AKP medyası Türkiye’deki muhalefeti Biden’ın seçilmesine çok sevindiği için suçluyor. Ben pek rastlamadım ama kimileri “Kürtler de çok sevindi” diyor. Belki sevinen olmuştur. Olamaz mı? Yani Kürtler hiç mi sevinmesin? 
O halde bu “sevinme” işine şöyle bir bakalım: Biden nedir? Dış etkendir. Özne ise biziz Uçurtma uçurmak isteyen çocuk "uçurtma için şartlar uygunsa" sevinir. Ama uçurtmayı uçurtacak olanın dış şartlar olmadığını bilir. Uçuracak olan çocuğun kendisidir. Kürtler için şu anda olumsuz dış şart gitmiştir. Biden Trump'a göre daha elverişli dış şart demektir. Kullanmasını bilene...   
Önce şunu hatırlatayım. Biz 68’li yıllarda ABD’nin bütün başkanlarına da, ABD emperyalizminin Cumhuriyetçilerine de, Demokratlarına da ayrım gözetmeksizin karşı çıkardık. Neden? Çünkü o zamanlar dünya sosyalist sistemiyle emperyalist sistem arasında müthiş bir mücadele vardı ve 68 kuşağı da bu mücadelede sosyalist ülkelerin yanında yer alıyordu. O nedenle bizim için ha Kennedy kazanmış, ha çakma kovboy Reagan, fark etmiyordu. Kimimiz Moskovacıydık, kimimiz Pekinci, kimimiz Tiranacı, kimimiz Kim İl Sungçu, kimimiz Che’ciydik ama, hepimizin anti-emperyalist programında ABD, başında kim olursa olsun “baş düşmandı”. (Bir istisna vardı; Perinçek Sovyetleri ‘baş düşman’ ilan etmişti.) 

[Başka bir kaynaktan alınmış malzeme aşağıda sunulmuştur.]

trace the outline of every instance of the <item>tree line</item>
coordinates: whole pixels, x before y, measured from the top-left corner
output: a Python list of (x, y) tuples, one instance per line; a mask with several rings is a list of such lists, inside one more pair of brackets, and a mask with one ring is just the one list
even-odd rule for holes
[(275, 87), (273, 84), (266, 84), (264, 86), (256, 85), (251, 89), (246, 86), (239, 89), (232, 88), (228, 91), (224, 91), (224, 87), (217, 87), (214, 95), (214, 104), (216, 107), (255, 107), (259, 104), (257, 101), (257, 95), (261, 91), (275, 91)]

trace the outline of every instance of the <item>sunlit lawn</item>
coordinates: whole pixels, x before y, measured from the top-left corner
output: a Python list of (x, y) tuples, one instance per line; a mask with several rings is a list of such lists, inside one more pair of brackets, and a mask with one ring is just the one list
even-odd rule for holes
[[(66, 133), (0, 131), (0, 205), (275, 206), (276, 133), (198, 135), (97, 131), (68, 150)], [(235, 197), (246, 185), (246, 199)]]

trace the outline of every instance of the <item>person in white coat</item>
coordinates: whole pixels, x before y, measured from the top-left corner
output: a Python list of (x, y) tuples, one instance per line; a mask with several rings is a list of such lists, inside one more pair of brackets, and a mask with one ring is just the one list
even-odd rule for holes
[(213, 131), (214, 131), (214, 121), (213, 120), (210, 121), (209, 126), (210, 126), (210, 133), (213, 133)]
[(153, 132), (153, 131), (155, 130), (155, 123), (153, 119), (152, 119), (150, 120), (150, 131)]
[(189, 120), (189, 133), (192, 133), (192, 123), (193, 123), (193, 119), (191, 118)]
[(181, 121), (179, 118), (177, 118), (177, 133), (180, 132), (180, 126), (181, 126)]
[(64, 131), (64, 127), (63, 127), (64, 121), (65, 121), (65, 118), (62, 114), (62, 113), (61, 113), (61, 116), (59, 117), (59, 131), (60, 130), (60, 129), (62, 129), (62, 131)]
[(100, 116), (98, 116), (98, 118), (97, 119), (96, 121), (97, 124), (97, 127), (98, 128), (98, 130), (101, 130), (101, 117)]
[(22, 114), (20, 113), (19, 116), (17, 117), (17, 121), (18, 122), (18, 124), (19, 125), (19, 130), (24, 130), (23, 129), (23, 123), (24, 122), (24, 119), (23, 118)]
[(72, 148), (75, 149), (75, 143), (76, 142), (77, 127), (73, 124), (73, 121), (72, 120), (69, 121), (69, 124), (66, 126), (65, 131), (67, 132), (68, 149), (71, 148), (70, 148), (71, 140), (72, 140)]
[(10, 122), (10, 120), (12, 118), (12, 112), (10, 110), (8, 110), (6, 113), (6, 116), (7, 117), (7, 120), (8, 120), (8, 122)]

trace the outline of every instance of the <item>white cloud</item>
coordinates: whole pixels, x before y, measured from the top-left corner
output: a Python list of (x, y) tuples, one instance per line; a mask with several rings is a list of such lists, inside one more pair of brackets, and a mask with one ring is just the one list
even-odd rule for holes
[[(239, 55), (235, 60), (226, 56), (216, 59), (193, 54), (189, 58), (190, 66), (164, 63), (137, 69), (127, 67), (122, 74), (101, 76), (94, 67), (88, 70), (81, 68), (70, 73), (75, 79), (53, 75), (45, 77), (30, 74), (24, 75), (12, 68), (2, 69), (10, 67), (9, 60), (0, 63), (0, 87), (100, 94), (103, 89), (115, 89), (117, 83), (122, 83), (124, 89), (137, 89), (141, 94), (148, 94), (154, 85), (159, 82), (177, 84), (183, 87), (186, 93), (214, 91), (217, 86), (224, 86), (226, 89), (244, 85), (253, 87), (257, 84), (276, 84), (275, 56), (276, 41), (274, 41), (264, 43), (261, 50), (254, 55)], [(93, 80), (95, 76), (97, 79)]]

Şimdi sosyalist dünya sistemi yok. Küresel  ve bölgesel emperyalist devletler sistemi var. Ve bu sistem kendi içinde amansız bir rekabet içinde.  Bu devletlerin arasında “mutlak-değişmez-stratejik” karşıtlıklardan söz etmek zor. Sermayenin “küreselleşme” süreçleri devletler arasındaki ilişkileri, “soğuk savaş” dönemine kıyasla çok daha karmaşıklaştırdı. Bir konuda ortaya çıkan kamplaşma ya da kutuplaşma bir başka konuda yerini farklı bir kutuplaşmaya bırakabiliyor.  
Her neyse. Derin analiz bizim işimiz değil. Onu akademisyenlere bırakalım ve gazetecilik açısından konumuza bakalım.  
Böyle bir dünya ortamında ABD’de kim başkan olursa olsun “devrimci süreç” açısından önemsizdir denemez. Örneğin Trumpla kıyaslandığında Biden’ın seçilmesi Türkiye ve Ortadoğu devrimci süreci bakımından daha iyidir. Çünkü büyük olasılıkla Biden Amerikası ile Erdoğan Türkiyesi, yani biri küresel, öteki bölgesel emperyalist güç arasındaki çelişki daha da keskinleşecektir.  
Hepsi bu.  
Yani Biden Türkiye’ye demokrasi, Kürdistan’a özgürlük, Ortadoğu’ya barış getirmeyecektir. 
Fakat Türkiye’de faşizme karşı, Kürdistan’da sömürgeciliğe karşı, Ortadoğu’a emperyalist hegemonyacılığa karşı mücadele eden güçler bu çelişkinin keskinleşmesinden yararlanacaklardır. Çünkü Ortadoğu’daki krizin merkezi Türk devletidir. Türkiye’de demokrasi, Kürdistan’da özgürlük, Ortadoğu’da barış devrimci demokratik güçlerin TC-ABD çelişkisinden yararlanma becerisine ve mücadele azmine bağlı olarak gerçekleşecektir. 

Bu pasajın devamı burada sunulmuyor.